Other items in the main house and casita are Versace rugs, sculptured mermaids, Wyland’s turtles, dolphins, mischievous leprechauns, fairies and mermaids, angels and hearts.
One of their favorite rooms is the shared library, finished in stormy-blue Italian plaster and walnut-stained beams. Here are autographed race books by world-famous racers; Pat’s extensive collection, including many books about Leonardo da Vinci, her role model and mentor; and many car models, mementos and pictures recalling Bob’s track feats and racing associates such as Stirling Moss, Mario Andretti, Ken Miles, Phil Hill, Jim Clark and Jackie Stewart and Enzo Ferrari.
Among these memories is Bob’s 1965 FIA World’s Manufacturers Championship. With other members of the Carroll Shelby Racing Team — Jo Schlesser, Jochen Neerspasch, Jack Sears and close friend Dan Gurney — he bested Enzo Ferrari’s unbeatable GTOs. And, a half-century later, they are still the only American team to win this prestigious event; Bob won seven of the 10 races to take the trophy — four of those solo.
Just after, the “Commandatore,” Ferrari himself, asked Bob to drive F1 for him — his most cherished racing accomplishment.
Holiday goodies, turkey to Saint Nick
At the Bondurants, Christmas preparations begin once the Thanksgiving turkey is eaten.
“The table is complete with Fitz and Lloyd turkey tureens, candleholders for each place setting, cornucopias, the pilgrim decorations and family-recipe cornbread dressing to set the tone for the upcoming holidays,” she says.
About dusk, when the dishes are done, the family pulls out the first string of Christmas lights; these are strung atop the TV cabinetry. The family has a coin toss for a favorite Christmas DVD to be played, and Pat serves and stirs cups of hot cocoa with candy canes and holiday cookies as the lights set the mood.
The family Christmas table, following Pat’s southern tradition, is decorated for all of December, and the newest 1,000-piece, Christmas-themed puzzle requires a full-day’s effort of two shifts to complete as family tradition dictates its completion by the end of Thanksgiving night. It remains on the coffee table throughout the holidays for everyone to enjoy.
Every gift under the tree is wrapped and topped with Pat’s signature, embellished handmade bows, each with a theme of angels, snowmen elves or large, glitter-dipped bells. One present per person is opened Christmas Eve.
“Without fail, everyone finds a pair of Christmas pajamas, and fuzzy, warm Christmas-themed socks are the fun gift and ‘always a surprise,’ ” Pat says. “The PJs have always had a Santa or Christmas theme, and there have been times that, last minute, I have hot-glued cute items on the collars, cuffs or pants just to make sure the reaction tops the year before.”
Christmas morning is met with homemade pecan sticky buns and cheesy scrambled eggs; and, within the hour, the smells of the Christmas dinner float through the home, mixed in with the gingerbread, peppermint and evergreen and the scents of eight more themed trees.
“Christmas with Pat tops any Christmas I have ever experienced,” Bob says. “The house is decorated like the New York downtown Macy’s department store; her cooking is out of this world, and I have never gotten presents with stick-on bows.

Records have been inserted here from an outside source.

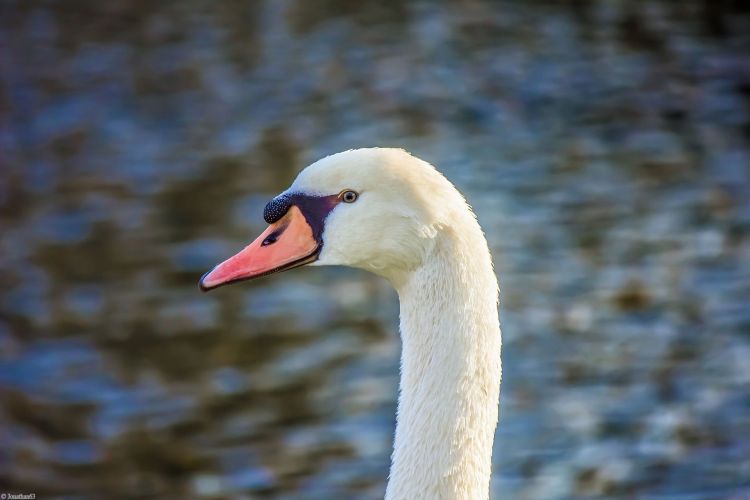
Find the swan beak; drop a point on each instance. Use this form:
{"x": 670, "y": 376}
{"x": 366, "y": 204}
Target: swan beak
{"x": 286, "y": 244}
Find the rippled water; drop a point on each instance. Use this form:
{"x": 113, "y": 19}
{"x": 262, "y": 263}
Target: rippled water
{"x": 604, "y": 146}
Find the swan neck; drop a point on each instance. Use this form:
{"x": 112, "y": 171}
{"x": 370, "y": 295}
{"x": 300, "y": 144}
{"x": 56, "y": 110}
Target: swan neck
{"x": 450, "y": 373}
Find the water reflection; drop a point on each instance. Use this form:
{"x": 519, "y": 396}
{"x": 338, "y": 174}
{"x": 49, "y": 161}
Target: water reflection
{"x": 604, "y": 147}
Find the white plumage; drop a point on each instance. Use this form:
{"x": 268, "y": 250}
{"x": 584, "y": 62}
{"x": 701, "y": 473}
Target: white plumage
{"x": 411, "y": 226}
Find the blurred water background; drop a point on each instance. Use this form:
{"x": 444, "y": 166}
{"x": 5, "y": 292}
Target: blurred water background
{"x": 604, "y": 146}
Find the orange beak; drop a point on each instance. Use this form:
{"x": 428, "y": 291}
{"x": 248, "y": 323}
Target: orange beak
{"x": 286, "y": 244}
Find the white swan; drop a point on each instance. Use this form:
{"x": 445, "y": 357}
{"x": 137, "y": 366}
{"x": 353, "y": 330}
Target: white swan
{"x": 395, "y": 215}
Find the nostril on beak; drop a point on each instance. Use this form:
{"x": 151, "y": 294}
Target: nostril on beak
{"x": 270, "y": 240}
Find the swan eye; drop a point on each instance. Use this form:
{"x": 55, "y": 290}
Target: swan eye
{"x": 349, "y": 196}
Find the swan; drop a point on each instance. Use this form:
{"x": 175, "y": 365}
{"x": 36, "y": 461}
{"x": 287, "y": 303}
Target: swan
{"x": 391, "y": 213}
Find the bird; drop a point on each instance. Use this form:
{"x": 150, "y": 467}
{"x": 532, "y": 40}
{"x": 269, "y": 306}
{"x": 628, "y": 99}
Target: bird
{"x": 388, "y": 212}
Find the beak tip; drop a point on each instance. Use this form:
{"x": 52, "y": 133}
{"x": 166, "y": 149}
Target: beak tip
{"x": 202, "y": 283}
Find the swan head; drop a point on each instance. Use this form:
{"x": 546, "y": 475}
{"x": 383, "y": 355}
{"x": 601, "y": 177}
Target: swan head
{"x": 377, "y": 209}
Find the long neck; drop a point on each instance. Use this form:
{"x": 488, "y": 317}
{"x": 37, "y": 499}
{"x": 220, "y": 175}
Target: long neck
{"x": 450, "y": 373}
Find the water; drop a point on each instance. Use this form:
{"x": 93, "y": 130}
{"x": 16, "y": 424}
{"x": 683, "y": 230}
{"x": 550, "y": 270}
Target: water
{"x": 604, "y": 147}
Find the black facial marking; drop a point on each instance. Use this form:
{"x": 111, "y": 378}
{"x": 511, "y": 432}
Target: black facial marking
{"x": 314, "y": 208}
{"x": 276, "y": 208}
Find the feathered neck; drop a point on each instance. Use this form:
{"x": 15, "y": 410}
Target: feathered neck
{"x": 450, "y": 371}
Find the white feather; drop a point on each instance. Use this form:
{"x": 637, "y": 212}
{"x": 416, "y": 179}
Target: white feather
{"x": 411, "y": 226}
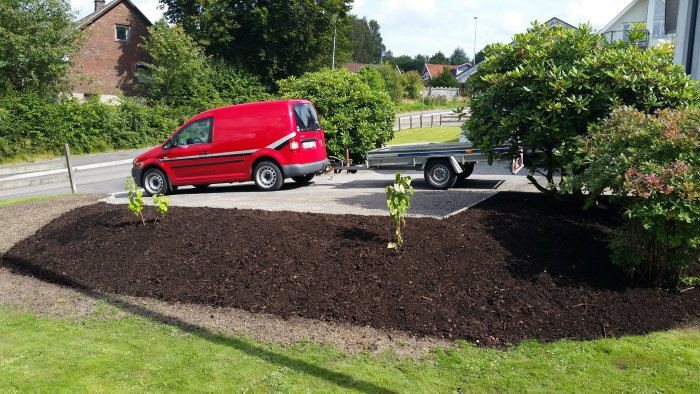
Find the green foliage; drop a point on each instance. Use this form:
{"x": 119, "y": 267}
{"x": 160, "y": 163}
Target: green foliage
{"x": 459, "y": 56}
{"x": 162, "y": 205}
{"x": 411, "y": 85}
{"x": 552, "y": 83}
{"x": 346, "y": 104}
{"x": 36, "y": 39}
{"x": 651, "y": 163}
{"x": 459, "y": 111}
{"x": 181, "y": 75}
{"x": 367, "y": 41}
{"x": 136, "y": 202}
{"x": 31, "y": 125}
{"x": 398, "y": 199}
{"x": 273, "y": 39}
{"x": 445, "y": 79}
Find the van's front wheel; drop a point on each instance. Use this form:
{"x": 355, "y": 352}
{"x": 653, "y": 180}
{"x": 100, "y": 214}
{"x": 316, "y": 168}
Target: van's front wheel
{"x": 268, "y": 176}
{"x": 155, "y": 182}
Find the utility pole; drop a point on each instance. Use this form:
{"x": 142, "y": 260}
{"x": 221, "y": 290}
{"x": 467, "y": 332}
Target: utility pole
{"x": 335, "y": 22}
{"x": 475, "y": 21}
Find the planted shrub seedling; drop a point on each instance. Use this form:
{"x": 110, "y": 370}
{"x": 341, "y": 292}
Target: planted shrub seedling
{"x": 135, "y": 199}
{"x": 161, "y": 203}
{"x": 398, "y": 199}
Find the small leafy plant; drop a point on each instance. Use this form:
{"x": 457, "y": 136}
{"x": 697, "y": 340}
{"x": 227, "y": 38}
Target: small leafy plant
{"x": 459, "y": 111}
{"x": 398, "y": 199}
{"x": 136, "y": 202}
{"x": 161, "y": 203}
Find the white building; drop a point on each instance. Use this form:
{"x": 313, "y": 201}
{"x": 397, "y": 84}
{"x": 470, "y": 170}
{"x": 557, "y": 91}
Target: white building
{"x": 649, "y": 12}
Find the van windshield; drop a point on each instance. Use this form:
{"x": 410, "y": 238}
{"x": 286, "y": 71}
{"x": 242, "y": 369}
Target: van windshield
{"x": 306, "y": 117}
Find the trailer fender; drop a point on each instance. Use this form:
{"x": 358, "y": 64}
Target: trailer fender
{"x": 455, "y": 164}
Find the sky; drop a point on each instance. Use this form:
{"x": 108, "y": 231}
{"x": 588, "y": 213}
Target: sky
{"x": 411, "y": 27}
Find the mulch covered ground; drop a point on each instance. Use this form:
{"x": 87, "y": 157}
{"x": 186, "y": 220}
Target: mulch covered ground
{"x": 517, "y": 266}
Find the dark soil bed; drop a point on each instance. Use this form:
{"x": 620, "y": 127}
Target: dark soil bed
{"x": 517, "y": 266}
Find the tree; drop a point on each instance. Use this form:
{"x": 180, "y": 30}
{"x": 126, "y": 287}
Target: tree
{"x": 348, "y": 108}
{"x": 458, "y": 57}
{"x": 438, "y": 58}
{"x": 445, "y": 79}
{"x": 181, "y": 74}
{"x": 551, "y": 84}
{"x": 367, "y": 40}
{"x": 411, "y": 83}
{"x": 271, "y": 38}
{"x": 37, "y": 38}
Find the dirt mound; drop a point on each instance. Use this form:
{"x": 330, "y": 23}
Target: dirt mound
{"x": 517, "y": 266}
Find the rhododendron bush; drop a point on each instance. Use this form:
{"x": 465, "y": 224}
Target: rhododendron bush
{"x": 651, "y": 163}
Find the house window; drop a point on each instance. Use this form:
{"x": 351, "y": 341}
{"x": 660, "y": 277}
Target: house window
{"x": 659, "y": 19}
{"x": 121, "y": 33}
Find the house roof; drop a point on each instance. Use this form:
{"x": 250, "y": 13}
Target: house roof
{"x": 436, "y": 69}
{"x": 617, "y": 18}
{"x": 90, "y": 19}
{"x": 557, "y": 21}
{"x": 356, "y": 67}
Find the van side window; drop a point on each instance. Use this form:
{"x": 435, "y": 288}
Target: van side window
{"x": 306, "y": 117}
{"x": 197, "y": 132}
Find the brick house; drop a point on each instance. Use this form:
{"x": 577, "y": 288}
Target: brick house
{"x": 107, "y": 60}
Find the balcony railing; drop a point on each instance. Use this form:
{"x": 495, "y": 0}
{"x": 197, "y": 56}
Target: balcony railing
{"x": 623, "y": 35}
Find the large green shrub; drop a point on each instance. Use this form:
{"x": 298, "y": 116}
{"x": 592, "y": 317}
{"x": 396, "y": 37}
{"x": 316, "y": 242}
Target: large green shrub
{"x": 652, "y": 164}
{"x": 551, "y": 83}
{"x": 354, "y": 116}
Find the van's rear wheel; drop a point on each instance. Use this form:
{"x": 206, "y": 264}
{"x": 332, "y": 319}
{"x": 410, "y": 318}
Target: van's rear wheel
{"x": 439, "y": 174}
{"x": 155, "y": 182}
{"x": 268, "y": 176}
{"x": 303, "y": 178}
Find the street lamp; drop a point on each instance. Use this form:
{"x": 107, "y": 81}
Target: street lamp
{"x": 475, "y": 21}
{"x": 335, "y": 20}
{"x": 422, "y": 103}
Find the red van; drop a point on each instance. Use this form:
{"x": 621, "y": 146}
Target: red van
{"x": 265, "y": 142}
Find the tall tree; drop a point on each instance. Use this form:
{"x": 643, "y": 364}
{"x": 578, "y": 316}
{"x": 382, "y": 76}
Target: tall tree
{"x": 438, "y": 58}
{"x": 459, "y": 56}
{"x": 272, "y": 38}
{"x": 37, "y": 38}
{"x": 367, "y": 40}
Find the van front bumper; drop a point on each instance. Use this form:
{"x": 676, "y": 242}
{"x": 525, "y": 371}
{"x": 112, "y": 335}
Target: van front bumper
{"x": 304, "y": 169}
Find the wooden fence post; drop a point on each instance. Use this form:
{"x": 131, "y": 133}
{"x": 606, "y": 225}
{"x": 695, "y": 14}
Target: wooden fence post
{"x": 70, "y": 170}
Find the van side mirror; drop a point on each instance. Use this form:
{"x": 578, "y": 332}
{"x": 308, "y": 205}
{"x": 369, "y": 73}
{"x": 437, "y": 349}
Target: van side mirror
{"x": 171, "y": 143}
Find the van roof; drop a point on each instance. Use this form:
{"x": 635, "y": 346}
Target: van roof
{"x": 252, "y": 106}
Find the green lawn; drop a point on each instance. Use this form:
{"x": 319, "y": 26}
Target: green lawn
{"x": 427, "y": 134}
{"x": 29, "y": 199}
{"x": 100, "y": 354}
{"x": 415, "y": 105}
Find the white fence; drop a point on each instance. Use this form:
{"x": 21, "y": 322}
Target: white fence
{"x": 448, "y": 93}
{"x": 432, "y": 120}
{"x": 31, "y": 175}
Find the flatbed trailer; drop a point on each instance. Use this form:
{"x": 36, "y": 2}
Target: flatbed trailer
{"x": 443, "y": 164}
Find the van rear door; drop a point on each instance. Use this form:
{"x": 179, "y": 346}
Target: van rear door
{"x": 311, "y": 138}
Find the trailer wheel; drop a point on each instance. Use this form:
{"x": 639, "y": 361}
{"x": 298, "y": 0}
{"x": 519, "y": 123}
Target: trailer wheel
{"x": 439, "y": 174}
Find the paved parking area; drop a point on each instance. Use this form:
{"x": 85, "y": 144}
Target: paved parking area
{"x": 361, "y": 193}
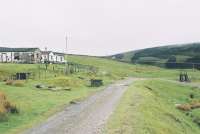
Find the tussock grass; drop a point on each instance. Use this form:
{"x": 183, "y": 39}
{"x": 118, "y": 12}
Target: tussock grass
{"x": 17, "y": 83}
{"x": 6, "y": 107}
{"x": 149, "y": 107}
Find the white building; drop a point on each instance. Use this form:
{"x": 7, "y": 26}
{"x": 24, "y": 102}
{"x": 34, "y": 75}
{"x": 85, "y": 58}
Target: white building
{"x": 52, "y": 57}
{"x": 22, "y": 55}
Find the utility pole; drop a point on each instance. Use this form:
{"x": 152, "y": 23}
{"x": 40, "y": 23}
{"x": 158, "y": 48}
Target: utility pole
{"x": 66, "y": 52}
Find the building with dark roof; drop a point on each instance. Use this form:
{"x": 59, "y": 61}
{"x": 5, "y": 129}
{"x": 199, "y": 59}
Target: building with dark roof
{"x": 20, "y": 55}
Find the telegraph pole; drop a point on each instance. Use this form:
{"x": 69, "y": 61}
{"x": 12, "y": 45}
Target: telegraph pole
{"x": 66, "y": 52}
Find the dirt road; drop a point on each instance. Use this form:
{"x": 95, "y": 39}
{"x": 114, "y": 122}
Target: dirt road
{"x": 87, "y": 117}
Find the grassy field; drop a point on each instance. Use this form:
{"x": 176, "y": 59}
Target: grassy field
{"x": 35, "y": 105}
{"x": 149, "y": 106}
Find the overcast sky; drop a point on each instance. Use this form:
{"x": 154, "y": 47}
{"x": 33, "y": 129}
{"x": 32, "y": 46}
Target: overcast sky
{"x": 98, "y": 27}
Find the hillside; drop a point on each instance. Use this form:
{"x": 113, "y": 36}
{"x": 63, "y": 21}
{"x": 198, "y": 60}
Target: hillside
{"x": 183, "y": 53}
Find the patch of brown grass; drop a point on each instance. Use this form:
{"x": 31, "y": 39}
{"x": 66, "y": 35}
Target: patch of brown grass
{"x": 189, "y": 106}
{"x": 9, "y": 82}
{"x": 16, "y": 83}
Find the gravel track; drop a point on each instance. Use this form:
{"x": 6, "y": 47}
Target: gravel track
{"x": 86, "y": 117}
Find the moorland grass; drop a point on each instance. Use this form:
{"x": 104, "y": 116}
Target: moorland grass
{"x": 150, "y": 107}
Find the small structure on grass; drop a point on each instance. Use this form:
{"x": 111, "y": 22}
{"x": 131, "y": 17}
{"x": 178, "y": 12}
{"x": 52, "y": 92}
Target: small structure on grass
{"x": 96, "y": 82}
{"x": 183, "y": 77}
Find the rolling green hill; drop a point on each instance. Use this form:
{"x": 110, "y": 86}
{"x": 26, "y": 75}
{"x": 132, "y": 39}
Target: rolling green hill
{"x": 183, "y": 53}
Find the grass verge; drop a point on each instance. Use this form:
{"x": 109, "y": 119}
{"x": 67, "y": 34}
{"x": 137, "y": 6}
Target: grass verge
{"x": 150, "y": 107}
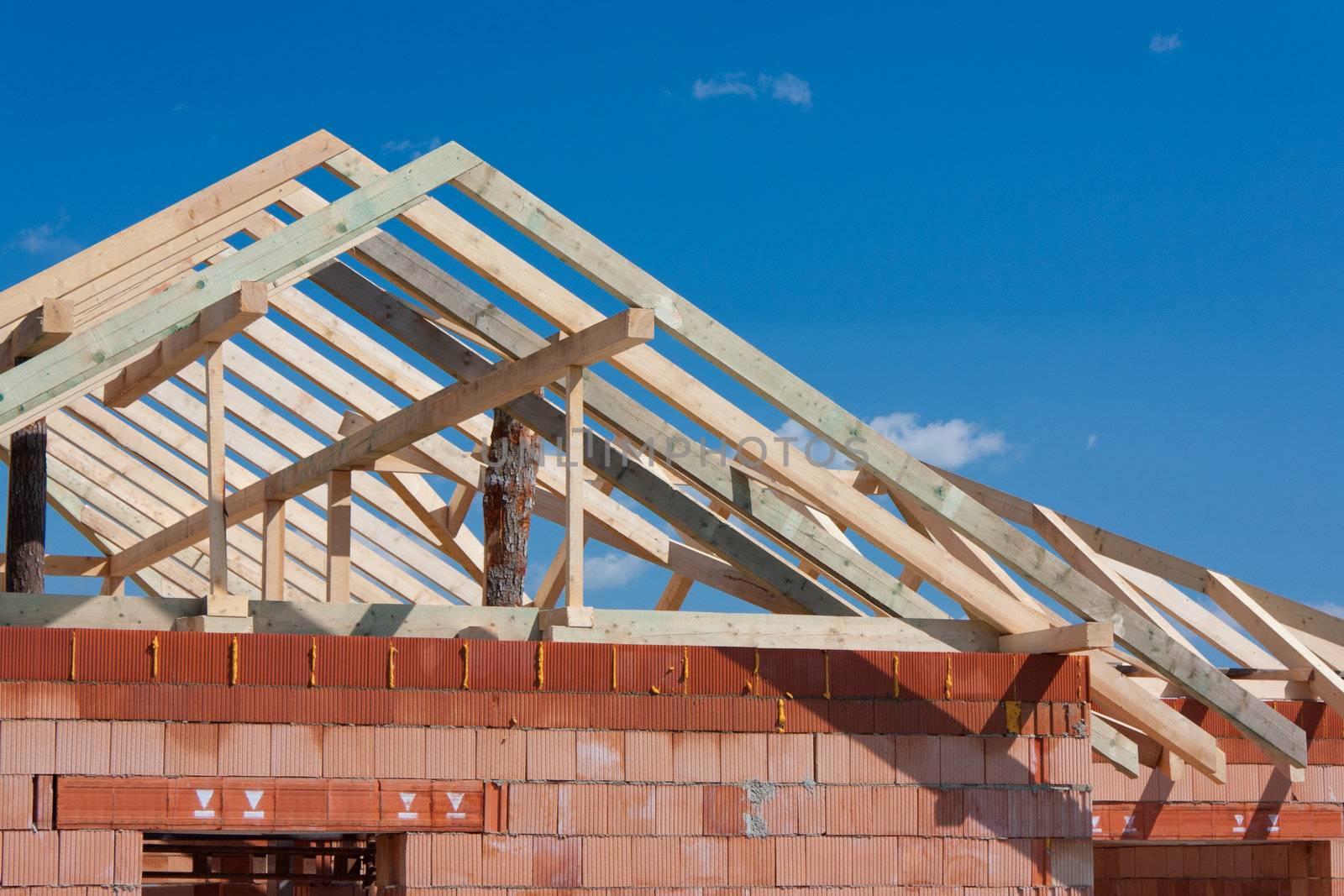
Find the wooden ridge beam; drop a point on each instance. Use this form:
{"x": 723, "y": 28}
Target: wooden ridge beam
{"x": 215, "y": 324}
{"x": 91, "y": 358}
{"x": 1075, "y": 638}
{"x": 895, "y": 468}
{"x": 405, "y": 427}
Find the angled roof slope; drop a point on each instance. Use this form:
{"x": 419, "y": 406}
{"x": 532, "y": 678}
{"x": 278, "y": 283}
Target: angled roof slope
{"x": 363, "y": 316}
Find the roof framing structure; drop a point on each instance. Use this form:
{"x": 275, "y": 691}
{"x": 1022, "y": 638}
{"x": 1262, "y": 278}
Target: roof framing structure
{"x": 338, "y": 461}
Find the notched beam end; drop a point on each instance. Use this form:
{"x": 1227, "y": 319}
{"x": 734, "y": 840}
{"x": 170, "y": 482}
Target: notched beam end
{"x": 40, "y": 329}
{"x": 215, "y": 324}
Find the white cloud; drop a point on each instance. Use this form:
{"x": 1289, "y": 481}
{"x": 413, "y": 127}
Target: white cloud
{"x": 786, "y": 87}
{"x": 1164, "y": 43}
{"x": 611, "y": 570}
{"x": 949, "y": 443}
{"x": 416, "y": 148}
{"x": 46, "y": 239}
{"x": 792, "y": 89}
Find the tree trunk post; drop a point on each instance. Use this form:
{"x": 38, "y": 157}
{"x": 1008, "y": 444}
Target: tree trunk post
{"x": 26, "y": 532}
{"x": 511, "y": 461}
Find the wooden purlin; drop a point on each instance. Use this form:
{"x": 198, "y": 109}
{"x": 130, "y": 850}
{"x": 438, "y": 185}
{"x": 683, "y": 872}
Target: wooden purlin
{"x": 141, "y": 244}
{"x": 555, "y": 304}
{"x": 92, "y": 356}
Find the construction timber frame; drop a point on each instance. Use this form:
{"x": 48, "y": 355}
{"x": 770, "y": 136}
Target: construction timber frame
{"x": 264, "y": 403}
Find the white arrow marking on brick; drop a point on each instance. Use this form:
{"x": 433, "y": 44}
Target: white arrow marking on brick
{"x": 407, "y": 801}
{"x": 253, "y": 799}
{"x": 457, "y": 804}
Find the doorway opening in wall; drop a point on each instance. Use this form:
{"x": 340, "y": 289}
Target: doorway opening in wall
{"x": 265, "y": 864}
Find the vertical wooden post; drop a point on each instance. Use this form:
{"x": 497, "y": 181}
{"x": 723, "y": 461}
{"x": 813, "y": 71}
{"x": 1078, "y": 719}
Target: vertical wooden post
{"x": 26, "y": 533}
{"x": 273, "y": 553}
{"x": 575, "y": 488}
{"x": 338, "y": 537}
{"x": 507, "y": 506}
{"x": 215, "y": 479}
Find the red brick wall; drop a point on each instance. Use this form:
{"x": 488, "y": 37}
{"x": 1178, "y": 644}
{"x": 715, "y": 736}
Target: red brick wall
{"x": 1242, "y": 869}
{"x": 660, "y": 768}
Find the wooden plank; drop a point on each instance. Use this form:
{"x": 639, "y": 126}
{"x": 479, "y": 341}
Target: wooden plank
{"x": 1085, "y": 636}
{"x": 46, "y": 325}
{"x": 891, "y": 465}
{"x": 338, "y": 537}
{"x": 215, "y": 479}
{"x": 575, "y": 539}
{"x": 87, "y": 359}
{"x": 773, "y": 631}
{"x": 273, "y": 551}
{"x": 1276, "y": 637}
{"x": 1115, "y": 747}
{"x": 71, "y": 564}
{"x": 214, "y": 325}
{"x": 405, "y": 427}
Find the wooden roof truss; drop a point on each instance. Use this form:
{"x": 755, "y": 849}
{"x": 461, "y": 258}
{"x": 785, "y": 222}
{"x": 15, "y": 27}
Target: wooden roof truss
{"x": 336, "y": 463}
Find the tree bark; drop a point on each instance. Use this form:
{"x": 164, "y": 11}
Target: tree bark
{"x": 26, "y": 532}
{"x": 507, "y": 508}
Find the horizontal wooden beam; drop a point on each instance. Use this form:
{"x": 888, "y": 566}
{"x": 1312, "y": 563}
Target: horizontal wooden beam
{"x": 46, "y": 325}
{"x": 215, "y": 324}
{"x": 71, "y": 564}
{"x": 1075, "y": 638}
{"x": 407, "y": 426}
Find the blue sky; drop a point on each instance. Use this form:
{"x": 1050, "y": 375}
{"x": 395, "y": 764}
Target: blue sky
{"x": 1106, "y": 241}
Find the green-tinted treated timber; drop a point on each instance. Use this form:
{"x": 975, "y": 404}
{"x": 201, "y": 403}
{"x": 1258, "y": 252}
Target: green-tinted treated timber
{"x": 745, "y": 495}
{"x": 897, "y": 469}
{"x": 606, "y": 459}
{"x": 89, "y": 358}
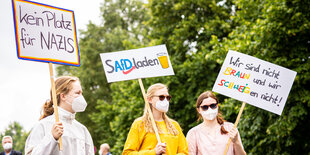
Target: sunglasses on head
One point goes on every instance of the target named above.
(212, 106)
(162, 97)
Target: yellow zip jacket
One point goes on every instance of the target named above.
(141, 143)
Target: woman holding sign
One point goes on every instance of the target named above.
(76, 139)
(212, 135)
(141, 137)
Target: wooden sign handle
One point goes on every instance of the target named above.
(235, 125)
(54, 98)
(149, 110)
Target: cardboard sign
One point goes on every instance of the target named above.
(137, 63)
(45, 33)
(254, 81)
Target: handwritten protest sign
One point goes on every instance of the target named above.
(254, 81)
(45, 33)
(137, 63)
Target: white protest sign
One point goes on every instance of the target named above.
(137, 63)
(254, 81)
(45, 33)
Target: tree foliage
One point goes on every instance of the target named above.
(198, 35)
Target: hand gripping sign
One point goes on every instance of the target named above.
(254, 81)
(45, 33)
(136, 64)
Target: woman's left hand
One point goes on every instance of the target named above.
(233, 134)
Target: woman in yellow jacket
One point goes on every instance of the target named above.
(141, 137)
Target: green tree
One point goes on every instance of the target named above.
(19, 135)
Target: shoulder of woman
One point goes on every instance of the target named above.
(175, 123)
(137, 123)
(228, 125)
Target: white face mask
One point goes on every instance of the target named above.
(162, 106)
(210, 114)
(7, 146)
(79, 104)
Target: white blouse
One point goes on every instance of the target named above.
(76, 139)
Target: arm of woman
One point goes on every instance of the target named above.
(133, 143)
(183, 147)
(39, 142)
(235, 138)
(191, 141)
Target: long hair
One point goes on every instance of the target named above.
(219, 117)
(146, 120)
(63, 85)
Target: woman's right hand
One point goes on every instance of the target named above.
(57, 130)
(160, 148)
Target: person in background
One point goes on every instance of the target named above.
(104, 149)
(141, 138)
(7, 144)
(211, 136)
(76, 139)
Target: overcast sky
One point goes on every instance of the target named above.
(25, 85)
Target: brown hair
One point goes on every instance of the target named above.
(219, 117)
(63, 85)
(146, 119)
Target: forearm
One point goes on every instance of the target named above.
(238, 149)
(44, 146)
(142, 152)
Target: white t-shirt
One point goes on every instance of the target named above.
(76, 139)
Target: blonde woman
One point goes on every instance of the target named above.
(211, 136)
(141, 137)
(76, 139)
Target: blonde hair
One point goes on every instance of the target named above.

The presents are wrapped so fantastic, you don’t want to mess them up to open the gift. I thought this magic was only in the movies, but I actually live it, and it’s just fantastic.”
Last year, Pat surprised him with a race-track-ready 1966 Ford GT40 — just like the ones he used to race many years ago. “No wife thinks of a Christmas gift like that,” says Bob, who celebrates his 80th birthday April 2013 and the school’s 45th two months earlier in February 2013.
Bob’s mom celebrated and lavishly decorated for the holidays, too, but he admits that Pat has taken the season to a higher level. “Everything in my life with Pat has the ‘wow’ factor,” he says. “She loves showing me how exciting life can be through her eyes. I am the happiest I have ever been in my entire life!”